Wednesday, June 10, 2009

Health Reform for Beginners: The Difference Between Socialized Medicine, Single-Payer Health Care, and What We'll Be Getting

Socialized medicine is a system in which the government owns the means of providing medicine. Britain is an example of socialized system, as, in America, is the Veterans Health Administration. In a socialized system, the government employs the doctors and nurses, builds and owns the hospitals, and bargains for and purchases the technology. I have literally never heard a proposal for converting America to a socialized system of medicine. And I know a lot of liberals.

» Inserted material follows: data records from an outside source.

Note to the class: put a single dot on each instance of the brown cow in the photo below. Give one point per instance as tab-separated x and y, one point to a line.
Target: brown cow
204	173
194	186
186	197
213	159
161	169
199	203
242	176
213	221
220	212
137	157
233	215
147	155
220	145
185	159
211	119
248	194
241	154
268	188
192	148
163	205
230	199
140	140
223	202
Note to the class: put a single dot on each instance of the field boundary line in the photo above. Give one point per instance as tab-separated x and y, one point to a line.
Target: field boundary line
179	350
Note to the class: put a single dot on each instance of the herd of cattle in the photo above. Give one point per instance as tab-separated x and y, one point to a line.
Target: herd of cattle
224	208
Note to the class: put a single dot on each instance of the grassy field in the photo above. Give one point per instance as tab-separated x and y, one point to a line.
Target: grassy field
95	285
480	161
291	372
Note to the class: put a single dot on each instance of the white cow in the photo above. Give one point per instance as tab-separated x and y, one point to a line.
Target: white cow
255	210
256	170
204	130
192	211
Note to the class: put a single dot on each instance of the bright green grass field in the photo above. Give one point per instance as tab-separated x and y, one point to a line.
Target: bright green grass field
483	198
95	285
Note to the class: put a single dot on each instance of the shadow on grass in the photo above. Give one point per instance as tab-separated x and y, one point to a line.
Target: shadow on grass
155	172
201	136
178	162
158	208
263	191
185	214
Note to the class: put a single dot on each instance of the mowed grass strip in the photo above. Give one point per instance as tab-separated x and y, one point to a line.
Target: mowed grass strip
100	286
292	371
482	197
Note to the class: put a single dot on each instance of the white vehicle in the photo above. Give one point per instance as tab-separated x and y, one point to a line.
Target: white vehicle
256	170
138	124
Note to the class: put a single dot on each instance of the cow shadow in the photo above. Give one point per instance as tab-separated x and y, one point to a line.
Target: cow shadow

Single-payer health care is not socialized medicine. It's a system in which one institution purchases all, or in reality, most, of the care. But the payer does not own the doctors or the hospitals or the nurses or the MRI scanners. Medicare is an example of a mostly single-payer system, as is France. Both of these systems have private insurers to choose from, but the government is the dominant purchaser. (As an aside here, unlike in socialized medicine, "single-payer health care" has nothing in particular to do with the government. The state might be the single payer. But if Aetna managed to wrest 100 percent of the health insurance market, then it would be the single payer. The term refers to market share, not federal control.)

Meanwhile, what we're actually going to get is not socialized medicine or single-payer health care. It's a hybrid system. Private insurers, hopefully competing with a public option. Private doctors and private hospitals. Government regulation and subsidies. It's going to be complicated and messy and inefficient and hopeful and the product of a strange mix of corporate preferences and public compassion and latent populism. It will, in other words, be a uniquely American system, and hard to describe with a single epithet.